There are a lot of those lately, it seems, and they have a couple of things in common. The first is that they are a product of ignorance stemming from a lack of newsroom diversity. Anyone with any knowledge of guns, or the NRA, would have doubted the claim that firing pins were removed from people’s carry guns. But such familiarity is apparently unwelcome at The Times. Rolling Stone’s lurid gang-rape story read like bad fiction (which it was) but fed prejudices about fraternities and “white privilege” in a campus “rape culture.” And the notion that Reagan might endorse Clinton was believable only to people who didn’t know much about Reagan but had high hopes for Clinton.

The other thing these stories have in common is that they all served Democratic Party talking points, whether based on anti-gun thinking, “war on women” sloganeering, or pro-Hillary sentiment. For whom journalists are rooting, of course, is no mystery to most news media consumers, but it’s telling that the errors so often point in the same direction. (As columnist Kurt Schlichter tweeted, the corrections to news stories never seem to make conservatives look worse than the original.) That’s a diversity problem, too, of course: When everyone in the newsroom shares the same political leaning, groupthink and outright propagandizing get a lot easier.

Incidentally, I was on MSNBC this Sunday to talk about Social Security’s insolvency. (They had read this piece from last week, very likely thanks to Patrick Brennan’s great title writing skills!) I didn’t get to talk much because I was doing the interview remotely from D.C., and I wasn’t too surprised that the other guests didn’t take talk of reforming Social Security too seriously, saying the program could easily be made solvent by the cap on wages subject to the payroll tax. 

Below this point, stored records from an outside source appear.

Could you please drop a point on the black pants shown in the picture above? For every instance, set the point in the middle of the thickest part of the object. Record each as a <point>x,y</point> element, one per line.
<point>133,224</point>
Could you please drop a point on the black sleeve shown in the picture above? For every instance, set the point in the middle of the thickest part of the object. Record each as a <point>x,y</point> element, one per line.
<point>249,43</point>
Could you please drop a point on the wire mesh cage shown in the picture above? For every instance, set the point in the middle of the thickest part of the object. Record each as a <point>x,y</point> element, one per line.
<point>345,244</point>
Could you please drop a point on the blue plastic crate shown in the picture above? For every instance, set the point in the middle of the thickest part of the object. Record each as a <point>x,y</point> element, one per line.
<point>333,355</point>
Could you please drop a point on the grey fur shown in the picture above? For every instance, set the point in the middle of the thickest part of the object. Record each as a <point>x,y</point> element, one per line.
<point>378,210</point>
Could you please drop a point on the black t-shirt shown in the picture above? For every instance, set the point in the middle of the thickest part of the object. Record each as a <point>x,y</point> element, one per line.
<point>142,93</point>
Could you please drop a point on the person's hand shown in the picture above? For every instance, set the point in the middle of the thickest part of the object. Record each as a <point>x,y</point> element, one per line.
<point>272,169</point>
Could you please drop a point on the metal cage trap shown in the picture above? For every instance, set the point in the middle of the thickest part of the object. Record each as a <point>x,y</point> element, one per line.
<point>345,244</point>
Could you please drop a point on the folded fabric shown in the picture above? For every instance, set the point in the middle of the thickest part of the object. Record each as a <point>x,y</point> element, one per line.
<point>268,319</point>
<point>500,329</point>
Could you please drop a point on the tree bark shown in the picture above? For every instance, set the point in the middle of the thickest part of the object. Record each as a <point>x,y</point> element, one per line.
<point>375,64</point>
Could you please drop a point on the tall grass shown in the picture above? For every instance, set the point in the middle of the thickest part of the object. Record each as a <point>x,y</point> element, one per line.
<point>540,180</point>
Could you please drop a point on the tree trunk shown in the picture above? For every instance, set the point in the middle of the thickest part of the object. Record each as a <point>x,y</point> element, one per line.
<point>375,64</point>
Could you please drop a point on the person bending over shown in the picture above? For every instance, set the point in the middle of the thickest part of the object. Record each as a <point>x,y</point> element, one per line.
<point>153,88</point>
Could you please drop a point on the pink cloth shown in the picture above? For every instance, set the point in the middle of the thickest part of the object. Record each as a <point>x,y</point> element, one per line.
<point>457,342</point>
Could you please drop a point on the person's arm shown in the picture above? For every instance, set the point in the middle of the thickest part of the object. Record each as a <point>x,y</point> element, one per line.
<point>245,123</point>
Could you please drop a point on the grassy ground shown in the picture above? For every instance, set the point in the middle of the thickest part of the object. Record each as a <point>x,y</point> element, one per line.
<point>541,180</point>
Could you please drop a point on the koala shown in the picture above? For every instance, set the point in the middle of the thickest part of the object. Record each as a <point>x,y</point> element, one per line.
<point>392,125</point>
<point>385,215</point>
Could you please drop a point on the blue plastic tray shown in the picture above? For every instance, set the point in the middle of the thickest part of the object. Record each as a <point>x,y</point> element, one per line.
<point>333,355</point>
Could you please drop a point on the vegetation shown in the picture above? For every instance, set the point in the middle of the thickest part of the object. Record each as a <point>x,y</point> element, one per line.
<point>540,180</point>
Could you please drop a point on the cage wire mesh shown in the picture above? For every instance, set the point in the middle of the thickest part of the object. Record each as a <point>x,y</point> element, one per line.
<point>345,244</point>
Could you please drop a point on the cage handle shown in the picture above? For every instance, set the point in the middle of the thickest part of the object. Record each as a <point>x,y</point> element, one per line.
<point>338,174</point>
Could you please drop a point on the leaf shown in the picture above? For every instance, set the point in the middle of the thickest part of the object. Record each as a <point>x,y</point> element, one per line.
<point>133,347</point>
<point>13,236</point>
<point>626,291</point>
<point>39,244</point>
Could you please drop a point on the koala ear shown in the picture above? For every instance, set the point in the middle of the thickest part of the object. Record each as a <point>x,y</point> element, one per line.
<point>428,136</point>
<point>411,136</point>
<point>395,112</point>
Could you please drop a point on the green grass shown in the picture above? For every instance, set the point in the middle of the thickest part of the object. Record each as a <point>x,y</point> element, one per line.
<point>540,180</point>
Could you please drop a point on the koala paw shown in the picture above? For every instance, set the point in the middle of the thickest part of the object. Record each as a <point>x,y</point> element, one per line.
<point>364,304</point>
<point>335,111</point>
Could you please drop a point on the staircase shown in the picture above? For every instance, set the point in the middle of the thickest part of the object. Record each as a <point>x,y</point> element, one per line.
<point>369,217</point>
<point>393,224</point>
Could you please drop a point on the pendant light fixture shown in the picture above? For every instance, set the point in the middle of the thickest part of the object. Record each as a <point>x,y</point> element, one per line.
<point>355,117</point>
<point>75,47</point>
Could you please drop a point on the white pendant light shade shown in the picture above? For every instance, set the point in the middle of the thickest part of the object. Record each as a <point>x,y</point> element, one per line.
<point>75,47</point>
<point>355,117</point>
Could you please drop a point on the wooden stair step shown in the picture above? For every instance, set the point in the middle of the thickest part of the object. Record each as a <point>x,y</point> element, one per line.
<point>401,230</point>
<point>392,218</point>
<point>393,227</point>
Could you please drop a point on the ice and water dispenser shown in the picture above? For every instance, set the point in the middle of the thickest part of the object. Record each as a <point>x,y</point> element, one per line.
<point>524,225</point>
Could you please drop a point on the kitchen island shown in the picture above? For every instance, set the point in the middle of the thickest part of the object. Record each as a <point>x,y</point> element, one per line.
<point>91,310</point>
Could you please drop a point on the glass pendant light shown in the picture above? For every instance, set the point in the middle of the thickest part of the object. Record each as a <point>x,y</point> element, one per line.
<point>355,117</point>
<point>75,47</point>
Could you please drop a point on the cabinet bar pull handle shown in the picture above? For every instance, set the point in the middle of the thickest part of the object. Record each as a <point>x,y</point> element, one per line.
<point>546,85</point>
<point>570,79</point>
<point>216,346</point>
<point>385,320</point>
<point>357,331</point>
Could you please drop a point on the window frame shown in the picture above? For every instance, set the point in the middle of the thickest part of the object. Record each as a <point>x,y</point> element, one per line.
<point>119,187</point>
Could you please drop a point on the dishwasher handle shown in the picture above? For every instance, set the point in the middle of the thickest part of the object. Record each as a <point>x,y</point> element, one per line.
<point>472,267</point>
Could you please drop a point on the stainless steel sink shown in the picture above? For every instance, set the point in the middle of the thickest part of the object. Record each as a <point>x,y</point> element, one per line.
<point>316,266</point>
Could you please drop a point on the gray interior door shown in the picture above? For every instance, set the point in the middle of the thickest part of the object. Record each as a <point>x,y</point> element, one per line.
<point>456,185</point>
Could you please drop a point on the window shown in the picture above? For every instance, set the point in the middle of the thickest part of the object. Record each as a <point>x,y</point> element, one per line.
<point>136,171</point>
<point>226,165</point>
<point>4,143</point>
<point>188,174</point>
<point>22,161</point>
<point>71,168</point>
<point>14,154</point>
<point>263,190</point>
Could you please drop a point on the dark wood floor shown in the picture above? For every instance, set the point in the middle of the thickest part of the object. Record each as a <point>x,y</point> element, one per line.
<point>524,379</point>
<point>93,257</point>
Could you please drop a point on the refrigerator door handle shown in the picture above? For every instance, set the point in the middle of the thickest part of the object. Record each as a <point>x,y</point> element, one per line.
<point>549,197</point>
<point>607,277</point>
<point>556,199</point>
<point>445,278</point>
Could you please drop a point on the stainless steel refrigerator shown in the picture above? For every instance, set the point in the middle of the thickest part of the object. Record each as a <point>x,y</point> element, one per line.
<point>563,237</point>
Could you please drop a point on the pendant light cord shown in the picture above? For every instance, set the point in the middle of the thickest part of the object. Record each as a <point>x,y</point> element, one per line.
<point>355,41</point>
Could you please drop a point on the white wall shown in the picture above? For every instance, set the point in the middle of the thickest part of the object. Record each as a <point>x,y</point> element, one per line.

What did surprise me, however, is how a group who claims to care about blacks, minorities, and the poor never talk about the fundamental injustice of Social Security. The unfairness of the program has been well documented.  The work of economist Eugene Steuerle at the Urban Institute (not a think tank run by raging supply-siders or libertarians) has shown that, while Social Security has accomplished its core mission of providing basic protection to most seniors, the program redistributes income from blacks and minorities to whites, from the young (and relatively poor) to the old (and relatively wealthy), and from the single to the married (in addition to providing a terrible return on investment of tax dollars). If I get a chance next time around, I will make sure to start off by asking how Democrats feel about that aspect of their beloved program.

Veronique de Rugy is a senior research fellow at the Mercatus Center at George Mason University.